For the concentration I'm expecting any number between 8 and 12 (saturation in mg/L in the air).
For the saturation, a percentage in the form of a number like 0.85 for example... (most likely around 1 since it's the oxygene saturation of the air)

The doc doesn't say anything about what the array represents. It only says :

The "floats" correspond to the ANSI / IEEE Std 754-1985 standard - simple precision (32 bits) (most significant in mind, "big-Endian")

great - that is what my function does :slight_smile:

1 Like

Yes ! It's perfectly what I need ! Thanks a lot !!
Thing is, I can't make it work on my flow ? And I don't understand it... (I like to understand what I do)
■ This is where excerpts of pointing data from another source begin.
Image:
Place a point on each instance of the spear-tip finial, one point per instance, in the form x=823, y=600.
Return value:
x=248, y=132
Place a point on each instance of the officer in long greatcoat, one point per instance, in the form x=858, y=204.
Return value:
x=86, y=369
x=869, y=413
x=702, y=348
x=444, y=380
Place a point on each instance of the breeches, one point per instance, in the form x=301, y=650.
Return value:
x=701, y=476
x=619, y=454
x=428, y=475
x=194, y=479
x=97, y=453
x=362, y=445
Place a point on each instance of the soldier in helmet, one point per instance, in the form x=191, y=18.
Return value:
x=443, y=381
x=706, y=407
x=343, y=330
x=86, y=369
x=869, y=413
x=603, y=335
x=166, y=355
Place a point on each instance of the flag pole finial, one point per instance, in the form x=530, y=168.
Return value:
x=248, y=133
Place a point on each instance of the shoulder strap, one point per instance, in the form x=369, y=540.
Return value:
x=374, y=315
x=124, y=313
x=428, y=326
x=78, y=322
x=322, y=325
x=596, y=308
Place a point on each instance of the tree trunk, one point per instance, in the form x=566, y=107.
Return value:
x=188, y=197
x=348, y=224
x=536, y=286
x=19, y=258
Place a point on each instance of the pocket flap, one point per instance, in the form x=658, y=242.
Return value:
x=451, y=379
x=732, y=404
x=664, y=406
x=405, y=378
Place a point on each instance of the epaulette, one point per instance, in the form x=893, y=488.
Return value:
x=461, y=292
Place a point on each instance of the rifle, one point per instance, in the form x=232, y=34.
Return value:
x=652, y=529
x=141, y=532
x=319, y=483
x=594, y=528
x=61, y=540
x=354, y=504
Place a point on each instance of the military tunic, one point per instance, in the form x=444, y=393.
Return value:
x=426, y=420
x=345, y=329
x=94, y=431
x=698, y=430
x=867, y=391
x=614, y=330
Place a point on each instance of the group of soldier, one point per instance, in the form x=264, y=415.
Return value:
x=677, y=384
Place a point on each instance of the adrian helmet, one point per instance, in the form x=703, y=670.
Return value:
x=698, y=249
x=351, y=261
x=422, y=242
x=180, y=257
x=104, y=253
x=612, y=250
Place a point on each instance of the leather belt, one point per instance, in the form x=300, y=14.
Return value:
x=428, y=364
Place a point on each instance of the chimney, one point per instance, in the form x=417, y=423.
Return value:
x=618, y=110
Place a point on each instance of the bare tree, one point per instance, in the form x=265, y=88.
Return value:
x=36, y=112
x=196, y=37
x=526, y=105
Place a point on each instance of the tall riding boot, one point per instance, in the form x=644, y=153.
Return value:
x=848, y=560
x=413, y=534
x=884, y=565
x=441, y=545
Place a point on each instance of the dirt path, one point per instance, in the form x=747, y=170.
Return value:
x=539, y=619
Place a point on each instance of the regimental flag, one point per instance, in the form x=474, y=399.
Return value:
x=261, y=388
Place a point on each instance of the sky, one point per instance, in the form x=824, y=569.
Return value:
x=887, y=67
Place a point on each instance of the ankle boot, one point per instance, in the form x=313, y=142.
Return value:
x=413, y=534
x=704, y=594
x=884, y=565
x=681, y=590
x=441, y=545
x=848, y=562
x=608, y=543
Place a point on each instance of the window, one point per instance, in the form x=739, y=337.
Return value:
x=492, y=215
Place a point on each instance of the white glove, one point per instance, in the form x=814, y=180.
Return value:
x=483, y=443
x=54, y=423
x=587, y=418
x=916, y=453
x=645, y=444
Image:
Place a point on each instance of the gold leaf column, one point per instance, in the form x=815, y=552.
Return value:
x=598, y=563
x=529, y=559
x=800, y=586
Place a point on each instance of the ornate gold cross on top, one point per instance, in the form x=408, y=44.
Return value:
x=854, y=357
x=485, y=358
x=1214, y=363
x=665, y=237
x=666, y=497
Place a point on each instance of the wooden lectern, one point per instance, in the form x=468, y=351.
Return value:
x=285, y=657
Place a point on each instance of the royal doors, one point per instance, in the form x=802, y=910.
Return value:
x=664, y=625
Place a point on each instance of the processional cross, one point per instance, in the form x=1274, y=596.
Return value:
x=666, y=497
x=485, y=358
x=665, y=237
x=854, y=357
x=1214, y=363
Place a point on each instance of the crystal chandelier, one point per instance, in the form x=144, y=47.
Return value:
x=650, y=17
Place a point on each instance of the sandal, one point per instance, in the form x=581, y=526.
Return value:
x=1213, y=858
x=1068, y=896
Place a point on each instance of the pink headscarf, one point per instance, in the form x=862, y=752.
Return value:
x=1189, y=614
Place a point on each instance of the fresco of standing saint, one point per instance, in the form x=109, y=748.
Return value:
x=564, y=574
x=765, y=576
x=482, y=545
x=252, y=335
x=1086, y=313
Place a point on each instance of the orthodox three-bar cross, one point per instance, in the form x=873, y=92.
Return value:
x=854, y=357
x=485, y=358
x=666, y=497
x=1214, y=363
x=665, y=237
Well you said it was an array coming in - that is what I am using...
but maybe add a debug to your flow and show us exactly what you get.

I'm trying the code on the temperature. This is what i wrote :

msg.payload = [{    
    "id":"9704b942.0c2a88", #ID of the node the array is coming from ?
    "type":"inject",
    "z":"846d7832.3348c8", #??
    "name":"",
    "topic":"",
    "payload":msg.payload, #I guess ?
    "payloadType":"json",
    "repeat":"",
    "crontab":"",
    "once":false,
    "onceDelay":0.1,
    "x":110,
    "y":1360,
    "wires":[["20815420.a690ec"]] #No idea...
}]
return msg;

If I just use the code as you gave it to me it just returns the original array.
Sorry I super new with Node Red and even more with JS.
Thanks again for your help !

OMG I'm so dense ^^
I reread the entire thing after formatting it and I get it !! What you gave me is the code of the entire flow ! No wonder why it didn't work... sorry guys, like I said I'm really new with all that.

The actual function is :

const a = msg.payload;
const a1 = (a[0] >> 8) & 255;
const a2 = a[0] & 255;
const a3 = (a[1] >> 8) & 255;
const a4 = a[1] & 255;
const buf = Buffer.from([a1,a2,a3,a4]);
msg.payload = buf.readFloatBE(0);
return msg;

And it works like a charm !!!
Problem solved ! Thanks again dceejay !

This gets asked so often that perhaps it would be worth adding to the cookbook.